Вэнь Цай, Ян Лян и другие члены бригады, думая, что арендаторы ничего не добились, стали расспрашивать, как было дело. Ван Синь-тянь крепко прижимал пакет к груди.

— Так вы помещику ничего и не выложили? — сказал с упреком Вэнь Цай. — А документы на остальную землю?

Арендаторы смотрели на него растерянно, чувствуя, что не все ладно, что сделали они не так, как договаривались.

— Мы должны предъявить ему счет. Нам не нужны его пожертвования. Земля и без того наша. О каком пожертвовании смеет он говорить? Мы требуем не его землю, а свою собственную. А вы не рассчитались, схватили документы — и бежать! Это не дело. Люди могут сказать, что мы действуем неправильно. Верно я говорю? — сказал Ян Лян.

— А ведь в самом деле, — согласились арендаторы, — мы пришли со своим счетом, а он предупредил нас, замазал нам рот.

— Все этот Ван Синь-тянь натворил. Мальчишка! Он побежал — и мы за ним. Пошли обратно!

— А Го Фу-гуй? Где же он? Домой пошел? — спохватился кто-то. — Нет, видно, остался там, у Цзяна. — Никто не помнил, вышел ли он вместе со всеми.

— Идем!

И они еще решительнее двинулись к дому помещика.

Когда Го Фу-гуй увидел, что все бросились бежать за Ван Синь-тянем, он испуганно крикнул:

— А наш счет? Куда же вы бежите?

Но никто не слушал его. Из внутренней комнаты выбежала жена помещика, Рваная Туфля, и, окинув злобным взглядом Го Фу-гуя, обрушилась на мужа:

— Да ведь это шайка разбойников! Вырвали документы и бежать!

— Кого это ты ругаешь? Это мы-то шайка разбойников? — остановился Го Фу-гуй, собравшийся было уйти.

Растрепанная, с мертвенно бледным маленьким лицом и лиловой бородавкой между бровей, с короткой верхней губой над неровными зубами, среди которых резко выделялись две золотые коронки, она, не отвечая Го Фу-гую, обошла его, сторонясь, словно кучи помета, и закричала, брызгая слюной:

— Все отдал им! Падаль ты этакая! Разве ты свою землю не купил? Разве ты ее отнял у кого-нибудь? Не умеешь с людьми разговаривать! Все общее, все общее!.. Вот и останешься без всего! Еще и общих жен заведут! Да, общих жен — и проснешься на утро рогоносцем!

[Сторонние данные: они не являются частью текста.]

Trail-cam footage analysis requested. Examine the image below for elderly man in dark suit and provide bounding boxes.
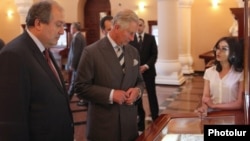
[76,10,144,141]
[0,39,5,50]
[130,19,159,131]
[0,1,74,141]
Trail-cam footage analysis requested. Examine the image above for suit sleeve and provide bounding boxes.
[0,52,30,141]
[71,33,86,70]
[146,35,158,68]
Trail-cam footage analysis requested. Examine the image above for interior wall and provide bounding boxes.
[0,0,238,71]
[0,0,23,43]
[191,0,238,71]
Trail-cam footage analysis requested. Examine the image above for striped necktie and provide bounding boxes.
[116,46,125,72]
[139,34,142,50]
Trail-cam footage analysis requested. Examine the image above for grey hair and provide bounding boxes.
[113,9,139,29]
[26,0,63,27]
[72,22,81,31]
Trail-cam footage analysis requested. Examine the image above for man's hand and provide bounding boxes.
[113,90,127,105]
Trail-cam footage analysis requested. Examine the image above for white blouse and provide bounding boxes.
[203,66,243,104]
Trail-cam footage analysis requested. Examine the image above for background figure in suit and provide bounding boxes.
[100,15,113,36]
[130,19,159,131]
[0,39,5,50]
[75,10,144,141]
[0,1,74,141]
[67,22,86,99]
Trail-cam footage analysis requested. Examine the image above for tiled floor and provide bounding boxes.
[70,74,203,141]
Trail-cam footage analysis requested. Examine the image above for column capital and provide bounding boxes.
[235,0,244,8]
[178,0,194,7]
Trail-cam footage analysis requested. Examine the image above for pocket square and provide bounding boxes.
[133,59,138,66]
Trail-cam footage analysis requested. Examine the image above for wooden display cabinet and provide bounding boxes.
[136,110,245,141]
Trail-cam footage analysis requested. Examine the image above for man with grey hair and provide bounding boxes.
[67,22,86,104]
[0,0,74,141]
[75,10,144,141]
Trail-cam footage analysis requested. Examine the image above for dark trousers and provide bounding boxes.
[143,75,159,120]
[138,75,159,131]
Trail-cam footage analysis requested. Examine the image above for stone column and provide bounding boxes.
[156,0,185,85]
[177,0,194,74]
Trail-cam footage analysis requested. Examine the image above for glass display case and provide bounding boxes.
[137,110,244,141]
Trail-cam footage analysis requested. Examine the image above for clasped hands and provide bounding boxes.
[113,88,139,105]
[195,96,214,117]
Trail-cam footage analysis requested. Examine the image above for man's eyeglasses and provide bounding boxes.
[214,46,229,52]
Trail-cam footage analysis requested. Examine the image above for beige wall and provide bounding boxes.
[0,0,238,71]
[191,0,238,71]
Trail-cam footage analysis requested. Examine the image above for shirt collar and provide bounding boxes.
[107,34,118,48]
[136,32,144,39]
[26,28,45,52]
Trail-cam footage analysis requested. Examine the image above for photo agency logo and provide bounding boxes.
[204,125,250,141]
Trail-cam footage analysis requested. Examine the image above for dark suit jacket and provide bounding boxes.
[76,37,144,141]
[130,33,158,76]
[0,31,73,141]
[67,32,86,70]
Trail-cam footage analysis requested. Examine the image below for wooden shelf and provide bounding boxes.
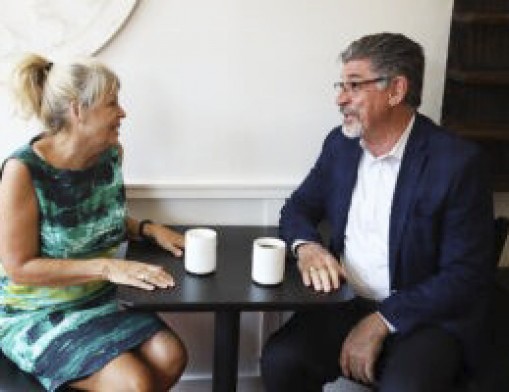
[442,0,509,192]
[447,68,509,86]
[443,120,509,141]
[452,12,509,25]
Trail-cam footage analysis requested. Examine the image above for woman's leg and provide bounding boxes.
[135,329,187,391]
[69,330,187,392]
[69,352,158,392]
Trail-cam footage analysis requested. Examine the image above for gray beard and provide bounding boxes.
[341,123,364,139]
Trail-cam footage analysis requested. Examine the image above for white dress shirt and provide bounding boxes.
[342,116,415,301]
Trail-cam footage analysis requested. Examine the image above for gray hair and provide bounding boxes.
[11,54,120,133]
[340,33,424,109]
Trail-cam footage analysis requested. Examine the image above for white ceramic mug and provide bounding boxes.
[184,228,217,275]
[251,237,286,285]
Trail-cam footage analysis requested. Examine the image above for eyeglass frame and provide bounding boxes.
[333,76,391,94]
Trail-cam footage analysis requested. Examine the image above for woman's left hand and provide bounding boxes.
[146,223,184,257]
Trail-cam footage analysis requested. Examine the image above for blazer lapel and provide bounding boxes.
[389,114,428,290]
[334,139,362,235]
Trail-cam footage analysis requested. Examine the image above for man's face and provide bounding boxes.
[336,59,390,138]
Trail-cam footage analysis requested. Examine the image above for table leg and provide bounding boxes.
[212,310,240,392]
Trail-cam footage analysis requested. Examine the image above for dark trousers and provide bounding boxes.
[261,298,462,392]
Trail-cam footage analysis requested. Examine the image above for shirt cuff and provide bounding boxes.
[292,240,313,258]
[376,312,397,333]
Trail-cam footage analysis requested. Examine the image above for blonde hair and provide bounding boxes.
[11,53,120,132]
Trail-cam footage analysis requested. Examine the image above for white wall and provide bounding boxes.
[0,0,452,185]
[0,0,509,390]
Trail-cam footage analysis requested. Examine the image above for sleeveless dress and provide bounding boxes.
[0,138,166,391]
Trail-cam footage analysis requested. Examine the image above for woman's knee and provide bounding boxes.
[70,353,158,392]
[139,330,188,386]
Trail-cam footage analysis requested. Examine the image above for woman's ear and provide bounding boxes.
[69,100,83,122]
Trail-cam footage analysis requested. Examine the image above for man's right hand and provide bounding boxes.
[297,242,345,293]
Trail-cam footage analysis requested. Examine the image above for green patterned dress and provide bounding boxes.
[0,139,164,391]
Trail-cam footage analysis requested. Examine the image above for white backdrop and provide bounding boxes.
[0,0,452,186]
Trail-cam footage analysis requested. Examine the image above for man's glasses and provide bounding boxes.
[334,76,389,93]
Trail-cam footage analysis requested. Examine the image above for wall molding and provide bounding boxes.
[126,183,297,200]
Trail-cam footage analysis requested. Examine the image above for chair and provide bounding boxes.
[325,216,509,392]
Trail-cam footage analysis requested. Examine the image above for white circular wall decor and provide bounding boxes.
[0,0,137,82]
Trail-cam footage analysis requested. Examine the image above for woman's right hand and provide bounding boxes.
[102,259,175,290]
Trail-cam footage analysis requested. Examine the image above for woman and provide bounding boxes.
[0,54,187,391]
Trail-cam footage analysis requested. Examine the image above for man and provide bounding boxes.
[262,33,493,392]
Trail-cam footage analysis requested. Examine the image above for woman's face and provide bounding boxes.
[80,92,126,149]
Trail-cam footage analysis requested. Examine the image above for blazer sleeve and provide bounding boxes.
[379,149,494,333]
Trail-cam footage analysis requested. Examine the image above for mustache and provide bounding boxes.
[339,106,359,116]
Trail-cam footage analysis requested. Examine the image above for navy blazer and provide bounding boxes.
[280,114,494,368]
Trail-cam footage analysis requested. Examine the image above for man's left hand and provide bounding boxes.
[339,313,389,384]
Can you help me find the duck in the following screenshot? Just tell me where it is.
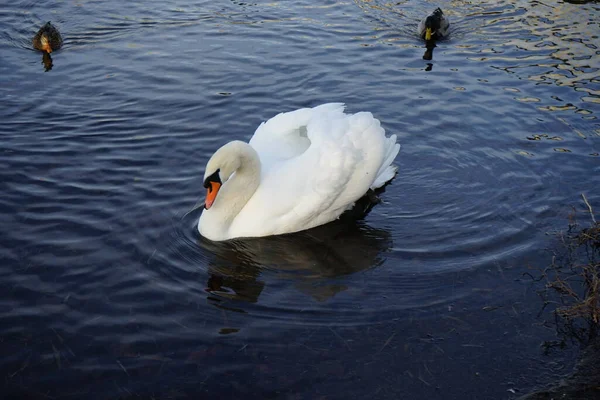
[33,21,63,54]
[417,7,450,42]
[198,103,400,241]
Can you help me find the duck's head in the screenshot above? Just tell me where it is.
[33,21,62,54]
[425,8,444,41]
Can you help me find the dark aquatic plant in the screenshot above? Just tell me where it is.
[546,196,600,344]
[33,21,63,53]
[520,195,600,400]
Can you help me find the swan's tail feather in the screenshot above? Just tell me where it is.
[371,135,400,189]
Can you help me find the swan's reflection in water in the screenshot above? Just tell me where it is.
[200,218,392,303]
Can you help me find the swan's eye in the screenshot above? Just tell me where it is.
[204,169,221,190]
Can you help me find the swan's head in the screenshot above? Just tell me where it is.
[204,140,248,210]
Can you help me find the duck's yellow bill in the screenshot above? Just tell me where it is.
[204,182,221,210]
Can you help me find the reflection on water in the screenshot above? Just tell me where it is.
[200,221,392,302]
[42,53,53,72]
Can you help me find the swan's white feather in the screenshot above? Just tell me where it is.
[199,103,400,240]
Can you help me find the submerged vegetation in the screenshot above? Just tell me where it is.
[521,194,600,400]
[544,195,600,345]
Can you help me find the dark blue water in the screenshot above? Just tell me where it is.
[0,0,600,399]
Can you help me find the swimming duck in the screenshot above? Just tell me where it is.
[417,7,450,42]
[198,103,400,241]
[33,21,62,53]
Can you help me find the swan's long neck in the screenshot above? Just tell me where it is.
[199,141,261,240]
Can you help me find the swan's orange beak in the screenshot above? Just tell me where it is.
[204,182,221,210]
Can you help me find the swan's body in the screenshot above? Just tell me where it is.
[417,8,450,41]
[33,21,63,54]
[198,103,400,240]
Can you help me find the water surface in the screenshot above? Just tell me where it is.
[0,0,600,399]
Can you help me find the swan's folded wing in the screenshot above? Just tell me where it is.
[270,108,385,227]
[249,103,344,169]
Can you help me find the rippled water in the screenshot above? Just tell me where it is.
[0,0,600,399]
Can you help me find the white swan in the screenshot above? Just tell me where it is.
[198,103,400,241]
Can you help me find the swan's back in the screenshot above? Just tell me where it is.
[231,103,400,236]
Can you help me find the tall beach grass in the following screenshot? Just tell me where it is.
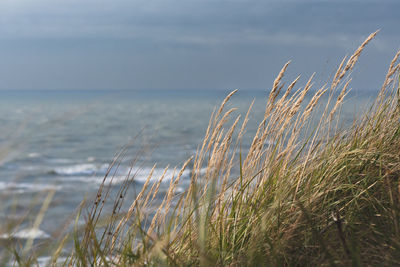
[0,30,400,266]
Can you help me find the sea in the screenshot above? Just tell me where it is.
[0,90,377,253]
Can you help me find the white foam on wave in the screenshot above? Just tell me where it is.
[57,167,195,184]
[0,228,51,239]
[54,163,108,175]
[0,182,62,194]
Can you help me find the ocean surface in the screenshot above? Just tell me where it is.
[0,90,376,249]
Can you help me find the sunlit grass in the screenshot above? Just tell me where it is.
[2,30,400,266]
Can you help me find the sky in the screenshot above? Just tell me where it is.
[0,0,400,90]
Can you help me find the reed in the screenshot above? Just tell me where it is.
[3,32,400,266]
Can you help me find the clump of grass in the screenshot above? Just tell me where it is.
[69,33,400,265]
[3,32,400,266]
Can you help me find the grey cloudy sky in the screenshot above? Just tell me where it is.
[0,0,400,89]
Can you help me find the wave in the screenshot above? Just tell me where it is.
[0,182,62,194]
[0,228,51,239]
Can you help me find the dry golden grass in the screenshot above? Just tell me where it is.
[3,32,400,266]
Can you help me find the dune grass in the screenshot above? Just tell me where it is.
[2,30,400,266]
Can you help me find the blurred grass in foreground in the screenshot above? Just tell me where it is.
[1,30,400,266]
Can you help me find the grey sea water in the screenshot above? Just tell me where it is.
[0,90,376,243]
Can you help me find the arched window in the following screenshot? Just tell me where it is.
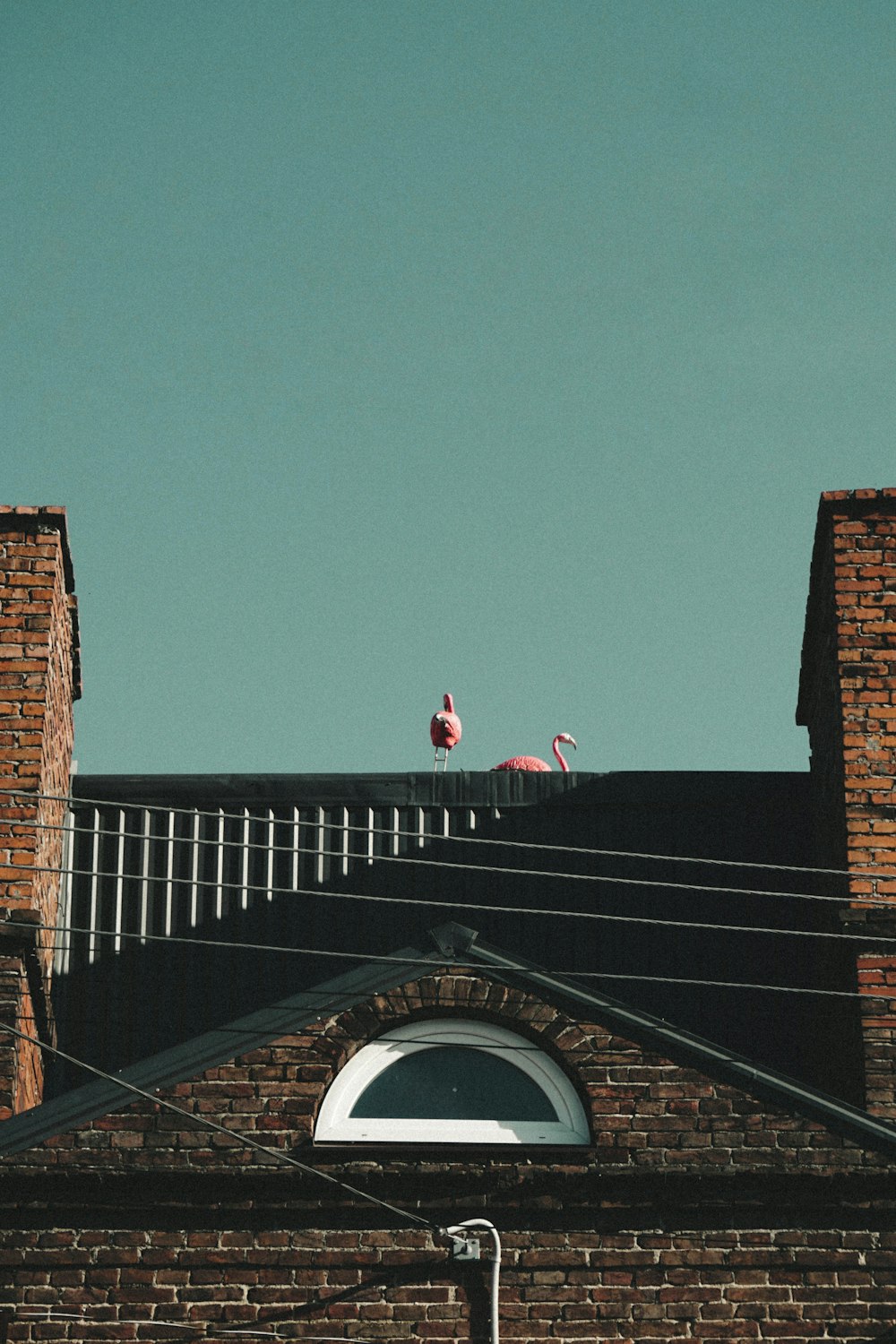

— Заткни свою вонючую глотку! — выругался Цзян Ши-жун. Он знал, что жену не унять взглядом, когда она разойдется.

— А тебе чего нужно? — резко обратился он к Го Фугую. — Твои десять му я уже пожертвовал. Чего же ты не уходишь?

— Мы еще не рассчитались с тобой!

Го Фу-гуй твердо помнил, о чем договаривались арендаторы. Но сейчас, когда он остался один на один с помещиком, да еще в присутствии этой сварливой бабы, язык у него словно прилип к гортани.

«Стукнуть бы ее хорошенько!» — думал он, но рука не подымалась. А уйти — означало сдаться, показать свою слабость. Он не боялся Цзян Ши-жуна, а все же ему было очень не по себе.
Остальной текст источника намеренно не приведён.